This pub’s name recalls one of East Grinstead’s former inns and the coat of arms of the Sackville family. The closure of the Dorset’s Head allowed the Cat inn, also on High Street, to change its name to the Dorset Arms. The Cat had been called The Ounce & Ivy Bush, an ounce being a wild cat species and an ivy bush a symbol denoting a high-class inn. Robert Sackville, Second Earl of Dorset, founded Sackville College almshouses, on High Street, in 1605. The college is East Grinstead’s most important historic building.
Prints and text about The Ounce & Ivy Bush.

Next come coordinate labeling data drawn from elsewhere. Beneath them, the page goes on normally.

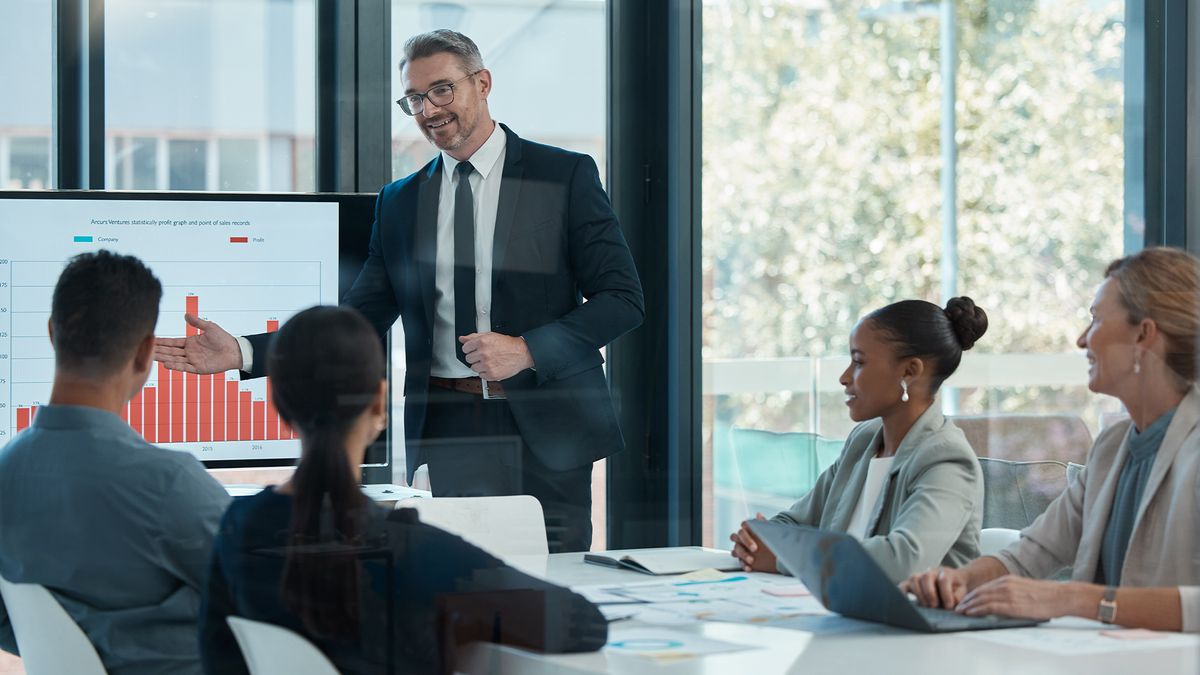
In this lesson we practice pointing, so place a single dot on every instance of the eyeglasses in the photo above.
(441, 95)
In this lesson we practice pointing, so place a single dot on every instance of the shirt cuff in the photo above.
(1189, 604)
(247, 353)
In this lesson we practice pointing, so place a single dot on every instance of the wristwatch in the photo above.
(1108, 613)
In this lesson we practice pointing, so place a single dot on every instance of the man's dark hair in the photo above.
(105, 304)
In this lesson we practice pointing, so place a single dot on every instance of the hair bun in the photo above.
(969, 321)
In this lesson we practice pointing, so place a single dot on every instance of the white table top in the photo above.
(829, 644)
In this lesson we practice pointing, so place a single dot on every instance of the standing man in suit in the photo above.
(486, 254)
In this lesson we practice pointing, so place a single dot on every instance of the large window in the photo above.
(25, 107)
(823, 198)
(210, 94)
(549, 67)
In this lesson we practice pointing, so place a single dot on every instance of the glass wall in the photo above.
(27, 51)
(823, 198)
(549, 64)
(210, 95)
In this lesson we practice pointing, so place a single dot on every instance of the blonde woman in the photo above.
(1128, 524)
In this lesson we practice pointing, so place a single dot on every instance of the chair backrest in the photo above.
(274, 650)
(1026, 437)
(49, 640)
(503, 526)
(995, 539)
(1015, 493)
(779, 463)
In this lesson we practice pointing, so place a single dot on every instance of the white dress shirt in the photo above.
(485, 187)
(876, 477)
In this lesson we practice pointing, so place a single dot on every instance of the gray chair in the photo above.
(783, 464)
(1015, 493)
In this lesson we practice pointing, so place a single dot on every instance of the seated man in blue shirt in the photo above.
(119, 530)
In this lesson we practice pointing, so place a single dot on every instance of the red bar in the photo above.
(219, 406)
(205, 408)
(232, 411)
(163, 405)
(136, 413)
(191, 406)
(193, 308)
(273, 416)
(151, 408)
(259, 420)
(177, 406)
(244, 435)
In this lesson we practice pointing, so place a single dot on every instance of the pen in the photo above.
(713, 581)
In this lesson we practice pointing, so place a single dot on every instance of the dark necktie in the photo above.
(463, 257)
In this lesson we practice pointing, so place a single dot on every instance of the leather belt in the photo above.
(468, 384)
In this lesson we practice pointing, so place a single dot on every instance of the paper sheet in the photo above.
(659, 644)
(736, 598)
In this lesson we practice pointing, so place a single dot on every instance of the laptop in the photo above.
(840, 573)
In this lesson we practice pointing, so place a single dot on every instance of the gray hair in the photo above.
(443, 41)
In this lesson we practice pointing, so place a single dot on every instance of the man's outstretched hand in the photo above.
(213, 351)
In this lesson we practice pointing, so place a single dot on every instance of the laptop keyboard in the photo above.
(945, 619)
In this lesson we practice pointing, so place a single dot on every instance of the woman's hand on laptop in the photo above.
(1031, 598)
(939, 586)
(753, 554)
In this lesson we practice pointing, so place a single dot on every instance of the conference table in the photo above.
(827, 643)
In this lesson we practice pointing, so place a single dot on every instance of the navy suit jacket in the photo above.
(557, 242)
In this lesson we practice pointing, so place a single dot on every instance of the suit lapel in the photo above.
(1089, 556)
(510, 191)
(427, 233)
(852, 489)
(1185, 420)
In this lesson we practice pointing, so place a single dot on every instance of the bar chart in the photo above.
(183, 407)
(247, 280)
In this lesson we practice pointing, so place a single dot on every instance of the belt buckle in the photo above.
(489, 395)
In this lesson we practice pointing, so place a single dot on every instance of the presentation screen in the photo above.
(247, 264)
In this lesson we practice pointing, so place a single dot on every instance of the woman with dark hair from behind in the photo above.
(317, 556)
(906, 483)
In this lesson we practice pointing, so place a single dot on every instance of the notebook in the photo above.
(844, 577)
(679, 560)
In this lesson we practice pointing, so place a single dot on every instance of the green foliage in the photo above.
(821, 195)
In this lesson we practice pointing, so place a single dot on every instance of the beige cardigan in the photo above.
(1164, 547)
(930, 507)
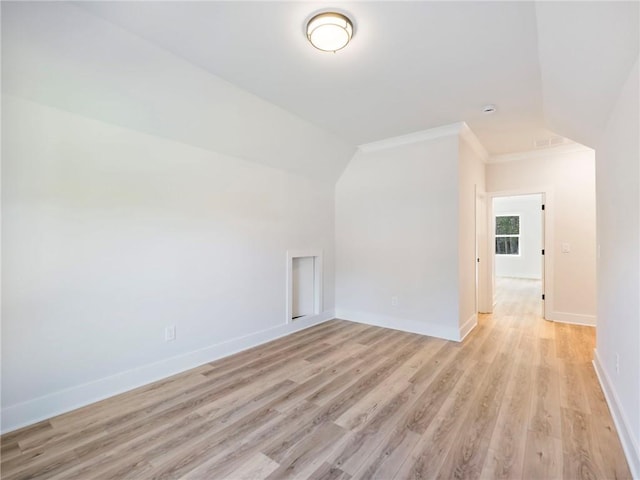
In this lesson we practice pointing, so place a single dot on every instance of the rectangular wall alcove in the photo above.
(304, 284)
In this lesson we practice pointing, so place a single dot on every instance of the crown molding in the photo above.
(421, 136)
(467, 135)
(539, 153)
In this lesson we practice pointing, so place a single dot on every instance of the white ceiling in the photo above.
(550, 68)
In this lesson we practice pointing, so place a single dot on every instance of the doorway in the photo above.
(517, 226)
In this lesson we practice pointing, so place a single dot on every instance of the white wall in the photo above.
(567, 176)
(58, 54)
(528, 264)
(110, 235)
(471, 184)
(396, 236)
(618, 185)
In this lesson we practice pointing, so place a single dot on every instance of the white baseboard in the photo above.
(395, 323)
(41, 408)
(630, 444)
(572, 318)
(468, 326)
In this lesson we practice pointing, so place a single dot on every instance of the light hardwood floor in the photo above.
(517, 399)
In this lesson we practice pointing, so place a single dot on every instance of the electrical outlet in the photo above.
(170, 333)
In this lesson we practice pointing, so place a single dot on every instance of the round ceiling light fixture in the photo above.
(329, 31)
(488, 109)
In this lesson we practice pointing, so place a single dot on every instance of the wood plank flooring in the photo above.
(517, 399)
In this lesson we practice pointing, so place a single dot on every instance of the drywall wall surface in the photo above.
(58, 54)
(396, 238)
(568, 178)
(111, 235)
(618, 185)
(471, 186)
(528, 263)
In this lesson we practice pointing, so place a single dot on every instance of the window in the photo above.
(508, 235)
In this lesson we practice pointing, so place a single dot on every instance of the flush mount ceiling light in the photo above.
(329, 31)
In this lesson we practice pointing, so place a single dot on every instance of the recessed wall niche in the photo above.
(304, 284)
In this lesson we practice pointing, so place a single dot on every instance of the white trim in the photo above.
(42, 408)
(538, 153)
(415, 137)
(467, 135)
(630, 445)
(548, 280)
(317, 279)
(572, 318)
(403, 324)
(468, 326)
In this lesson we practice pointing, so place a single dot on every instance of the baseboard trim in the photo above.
(572, 318)
(629, 443)
(468, 326)
(63, 401)
(403, 324)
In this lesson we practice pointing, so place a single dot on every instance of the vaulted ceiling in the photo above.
(411, 65)
(551, 68)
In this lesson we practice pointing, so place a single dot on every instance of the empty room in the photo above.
(360, 240)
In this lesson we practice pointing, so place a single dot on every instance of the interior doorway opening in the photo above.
(518, 252)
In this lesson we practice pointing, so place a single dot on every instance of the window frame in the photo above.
(518, 235)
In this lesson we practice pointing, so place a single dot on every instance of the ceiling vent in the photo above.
(549, 142)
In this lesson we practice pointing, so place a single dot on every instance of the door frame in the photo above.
(547, 227)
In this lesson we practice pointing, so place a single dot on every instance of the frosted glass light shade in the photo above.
(329, 31)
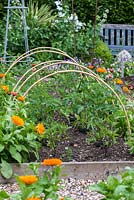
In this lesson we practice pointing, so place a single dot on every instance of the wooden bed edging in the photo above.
(79, 170)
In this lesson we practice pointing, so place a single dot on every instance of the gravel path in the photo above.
(76, 189)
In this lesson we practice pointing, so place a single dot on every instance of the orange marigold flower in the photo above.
(125, 89)
(33, 198)
(5, 88)
(17, 120)
(2, 75)
(30, 179)
(40, 128)
(91, 67)
(119, 81)
(21, 98)
(101, 70)
(52, 162)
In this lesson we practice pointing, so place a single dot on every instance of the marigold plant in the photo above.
(2, 75)
(101, 70)
(5, 88)
(52, 162)
(40, 128)
(17, 120)
(21, 98)
(28, 180)
(14, 93)
(33, 198)
(119, 81)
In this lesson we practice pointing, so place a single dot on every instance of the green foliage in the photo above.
(102, 52)
(117, 188)
(46, 186)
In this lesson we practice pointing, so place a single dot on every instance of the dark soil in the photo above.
(74, 147)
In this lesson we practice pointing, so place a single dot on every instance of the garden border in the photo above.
(79, 170)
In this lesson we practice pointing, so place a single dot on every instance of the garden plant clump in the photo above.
(40, 107)
(36, 187)
(72, 101)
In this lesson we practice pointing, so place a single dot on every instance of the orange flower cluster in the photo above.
(14, 93)
(119, 81)
(28, 180)
(101, 70)
(21, 98)
(2, 75)
(125, 89)
(33, 198)
(40, 128)
(17, 120)
(5, 88)
(52, 162)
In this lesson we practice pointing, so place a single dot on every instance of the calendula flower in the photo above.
(28, 179)
(40, 128)
(101, 70)
(17, 120)
(2, 75)
(14, 93)
(119, 81)
(91, 67)
(52, 162)
(33, 198)
(125, 89)
(21, 98)
(5, 88)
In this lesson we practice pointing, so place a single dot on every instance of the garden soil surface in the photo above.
(74, 147)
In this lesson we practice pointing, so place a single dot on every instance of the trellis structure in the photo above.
(21, 5)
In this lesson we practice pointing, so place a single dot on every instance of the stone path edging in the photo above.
(79, 170)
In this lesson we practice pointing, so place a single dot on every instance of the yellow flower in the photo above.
(125, 89)
(17, 120)
(33, 198)
(52, 162)
(21, 98)
(101, 70)
(40, 128)
(2, 75)
(28, 180)
(119, 81)
(5, 88)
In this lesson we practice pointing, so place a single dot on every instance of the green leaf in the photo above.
(112, 182)
(3, 195)
(1, 147)
(120, 191)
(6, 169)
(15, 154)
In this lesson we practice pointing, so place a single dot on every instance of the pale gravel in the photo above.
(73, 188)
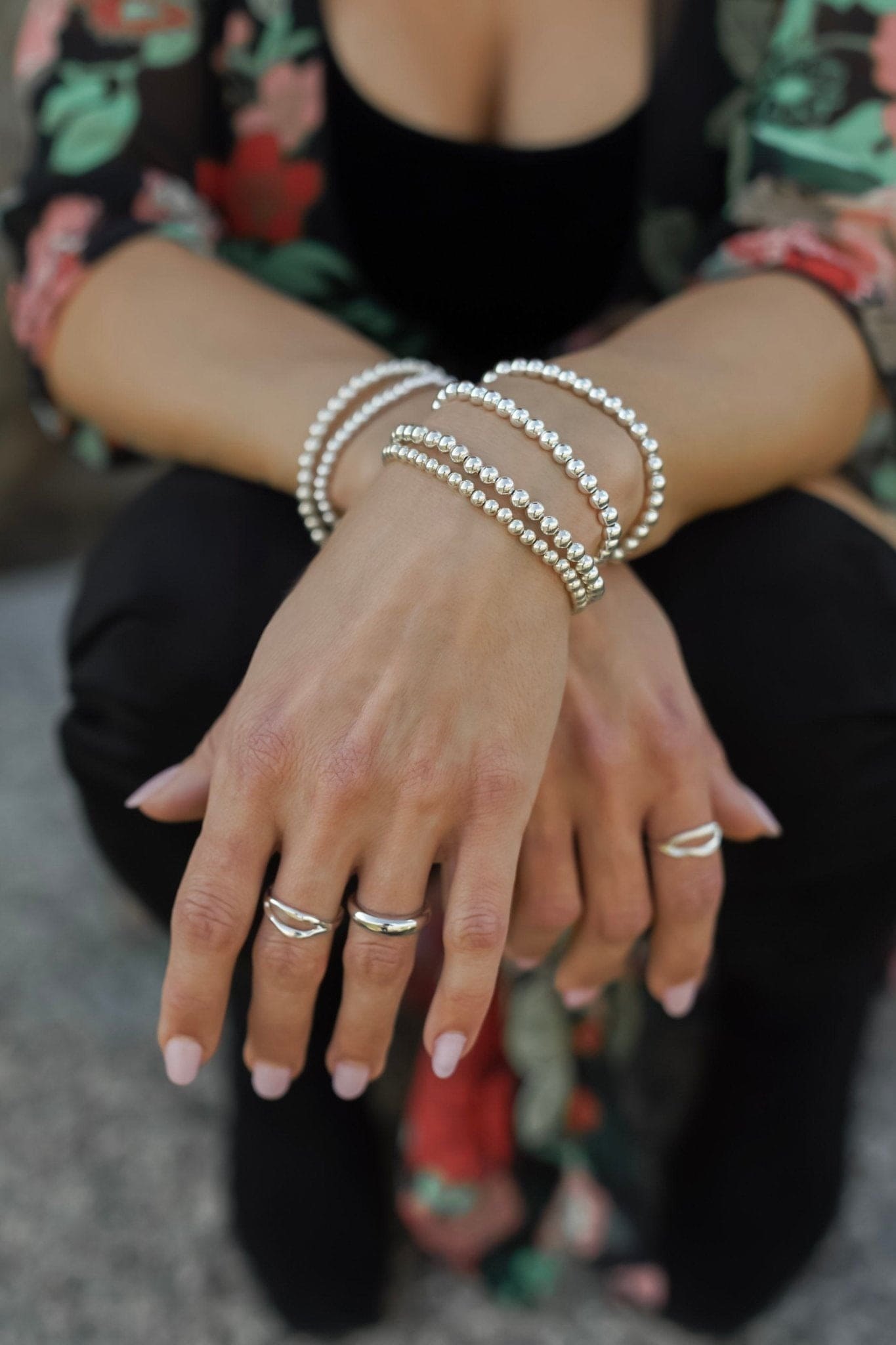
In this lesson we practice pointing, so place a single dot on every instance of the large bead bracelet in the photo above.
(624, 416)
(551, 443)
(322, 449)
(576, 569)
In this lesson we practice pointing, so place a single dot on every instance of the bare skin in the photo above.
(344, 748)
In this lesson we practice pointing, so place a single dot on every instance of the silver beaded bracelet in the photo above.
(613, 407)
(576, 569)
(551, 443)
(312, 479)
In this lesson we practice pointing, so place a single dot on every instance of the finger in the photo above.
(473, 937)
(286, 973)
(740, 813)
(617, 904)
(181, 793)
(687, 896)
(547, 899)
(210, 923)
(377, 966)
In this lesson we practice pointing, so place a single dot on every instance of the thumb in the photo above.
(740, 813)
(181, 793)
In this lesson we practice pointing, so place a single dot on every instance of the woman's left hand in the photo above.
(633, 759)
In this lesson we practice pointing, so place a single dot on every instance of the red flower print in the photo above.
(124, 19)
(259, 194)
(53, 271)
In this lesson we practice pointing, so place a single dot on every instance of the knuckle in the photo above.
(480, 927)
(207, 920)
(261, 751)
(378, 961)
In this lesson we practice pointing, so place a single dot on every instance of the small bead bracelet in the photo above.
(551, 443)
(613, 407)
(352, 427)
(576, 568)
(337, 404)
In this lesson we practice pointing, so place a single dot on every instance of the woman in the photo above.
(233, 209)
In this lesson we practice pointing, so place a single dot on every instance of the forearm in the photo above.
(187, 359)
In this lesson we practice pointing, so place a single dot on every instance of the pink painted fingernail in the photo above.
(446, 1053)
(679, 1001)
(183, 1056)
(272, 1082)
(151, 786)
(580, 998)
(350, 1080)
(765, 814)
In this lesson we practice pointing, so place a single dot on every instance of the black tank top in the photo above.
(496, 250)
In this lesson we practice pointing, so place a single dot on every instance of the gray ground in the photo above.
(112, 1223)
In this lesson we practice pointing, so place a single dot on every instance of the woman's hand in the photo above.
(396, 713)
(633, 759)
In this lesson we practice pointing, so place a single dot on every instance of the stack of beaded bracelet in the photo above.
(614, 407)
(576, 569)
(551, 443)
(319, 454)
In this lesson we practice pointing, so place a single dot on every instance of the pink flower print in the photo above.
(883, 50)
(53, 271)
(291, 105)
(38, 43)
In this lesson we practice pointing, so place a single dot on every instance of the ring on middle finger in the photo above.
(391, 926)
(304, 925)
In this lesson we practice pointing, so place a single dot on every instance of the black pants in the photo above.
(786, 611)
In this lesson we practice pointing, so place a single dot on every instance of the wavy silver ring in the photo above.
(305, 925)
(393, 926)
(696, 844)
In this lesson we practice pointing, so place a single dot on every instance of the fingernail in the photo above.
(183, 1056)
(446, 1053)
(272, 1082)
(151, 786)
(765, 814)
(580, 998)
(350, 1080)
(679, 1001)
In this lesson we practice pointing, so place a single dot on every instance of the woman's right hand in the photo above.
(396, 713)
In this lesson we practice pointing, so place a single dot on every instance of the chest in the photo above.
(507, 72)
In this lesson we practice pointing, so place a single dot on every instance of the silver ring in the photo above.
(305, 926)
(393, 926)
(696, 844)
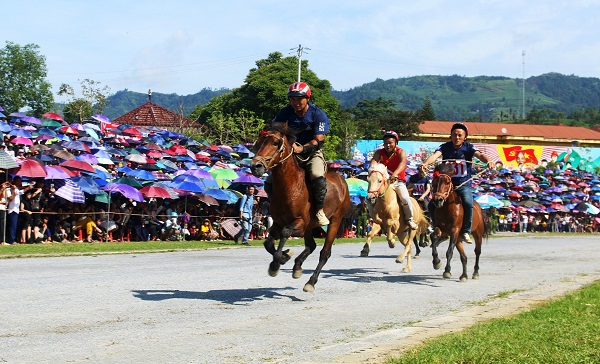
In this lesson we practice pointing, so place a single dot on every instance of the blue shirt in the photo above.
(247, 204)
(462, 170)
(314, 122)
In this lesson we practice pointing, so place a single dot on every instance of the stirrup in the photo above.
(321, 218)
(413, 225)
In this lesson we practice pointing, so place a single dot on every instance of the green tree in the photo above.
(426, 112)
(262, 95)
(23, 79)
(93, 99)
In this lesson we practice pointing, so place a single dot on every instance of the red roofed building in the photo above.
(151, 114)
(501, 133)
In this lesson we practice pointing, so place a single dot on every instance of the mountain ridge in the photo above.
(484, 98)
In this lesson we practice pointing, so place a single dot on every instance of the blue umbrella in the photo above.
(71, 192)
(141, 174)
(216, 193)
(87, 185)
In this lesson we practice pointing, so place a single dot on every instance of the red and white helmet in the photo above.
(299, 89)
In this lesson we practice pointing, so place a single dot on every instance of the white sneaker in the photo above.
(321, 218)
(466, 237)
(413, 225)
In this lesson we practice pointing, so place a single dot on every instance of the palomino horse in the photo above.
(387, 214)
(448, 222)
(291, 201)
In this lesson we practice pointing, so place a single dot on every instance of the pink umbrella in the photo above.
(32, 168)
(21, 141)
(52, 116)
(75, 164)
(57, 172)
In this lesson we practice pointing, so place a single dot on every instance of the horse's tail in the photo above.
(486, 224)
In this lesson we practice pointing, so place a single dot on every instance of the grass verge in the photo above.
(566, 330)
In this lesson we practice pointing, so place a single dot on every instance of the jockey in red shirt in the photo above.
(394, 158)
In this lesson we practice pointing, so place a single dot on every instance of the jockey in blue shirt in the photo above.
(312, 124)
(460, 153)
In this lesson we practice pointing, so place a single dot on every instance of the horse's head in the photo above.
(378, 179)
(441, 185)
(272, 148)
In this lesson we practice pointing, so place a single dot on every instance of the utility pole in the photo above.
(300, 50)
(523, 116)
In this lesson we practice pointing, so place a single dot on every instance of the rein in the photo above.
(385, 182)
(266, 161)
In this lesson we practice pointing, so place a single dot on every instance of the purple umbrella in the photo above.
(56, 172)
(126, 190)
(31, 120)
(249, 180)
(71, 192)
(89, 158)
(101, 118)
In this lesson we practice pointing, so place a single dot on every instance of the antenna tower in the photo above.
(523, 115)
(300, 51)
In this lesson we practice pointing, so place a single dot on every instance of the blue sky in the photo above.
(181, 46)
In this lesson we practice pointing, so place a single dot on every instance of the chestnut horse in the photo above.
(291, 201)
(448, 222)
(386, 213)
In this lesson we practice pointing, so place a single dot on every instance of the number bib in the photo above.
(460, 168)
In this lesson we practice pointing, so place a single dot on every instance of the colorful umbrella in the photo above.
(78, 165)
(57, 172)
(154, 191)
(126, 190)
(21, 141)
(249, 179)
(52, 116)
(71, 192)
(32, 168)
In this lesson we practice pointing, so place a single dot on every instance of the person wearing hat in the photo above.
(394, 158)
(460, 153)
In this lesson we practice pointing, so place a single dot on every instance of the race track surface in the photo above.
(220, 306)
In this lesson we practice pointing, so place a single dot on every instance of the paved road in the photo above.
(221, 306)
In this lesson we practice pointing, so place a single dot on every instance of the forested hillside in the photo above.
(125, 101)
(484, 98)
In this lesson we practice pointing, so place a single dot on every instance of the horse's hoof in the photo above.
(309, 288)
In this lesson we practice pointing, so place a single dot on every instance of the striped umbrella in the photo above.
(71, 192)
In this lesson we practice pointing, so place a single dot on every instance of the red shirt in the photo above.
(392, 162)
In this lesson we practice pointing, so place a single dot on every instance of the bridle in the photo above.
(385, 183)
(449, 187)
(266, 161)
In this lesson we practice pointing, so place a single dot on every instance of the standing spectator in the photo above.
(14, 205)
(3, 207)
(246, 207)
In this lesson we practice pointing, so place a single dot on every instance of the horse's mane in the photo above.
(379, 167)
(445, 168)
(284, 129)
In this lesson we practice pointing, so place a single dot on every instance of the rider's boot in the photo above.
(408, 213)
(320, 192)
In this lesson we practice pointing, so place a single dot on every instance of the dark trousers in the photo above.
(2, 226)
(11, 227)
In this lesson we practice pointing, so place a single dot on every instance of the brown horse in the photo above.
(386, 213)
(448, 222)
(291, 201)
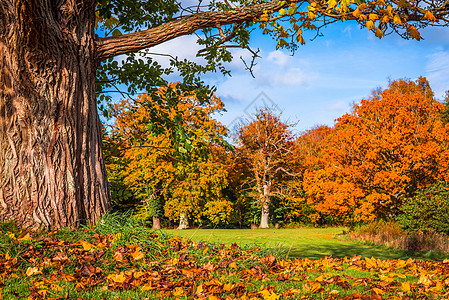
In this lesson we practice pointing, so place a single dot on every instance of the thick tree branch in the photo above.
(133, 42)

The text reads: The site of The Atrium leisure centre, and the Wetherspoon premises that you are now in, were previously occupied by the Radio Centre cinema. Built in the Art Deco style of the day, the Radio Centre opened in 1936. Cinemagoers then had the choice of three cinemas, until the Solarius burned down in 1940.
The 1,200 seat cinema was the focal point of the newly laid out King Street, and was named after the famous New York music hall Radio City. The first film show at the Radio Centre featured Jack Hulbert’s Jack of all Trades.
The Radio Centre was renamed The Classic in 1966, and two more screens and a bingo hall were added in the early 1970s.
The Classic showed its last film in 1989, and the building was demolished the following year.
Prints of the Radio Centre’s auditorium, in 1936.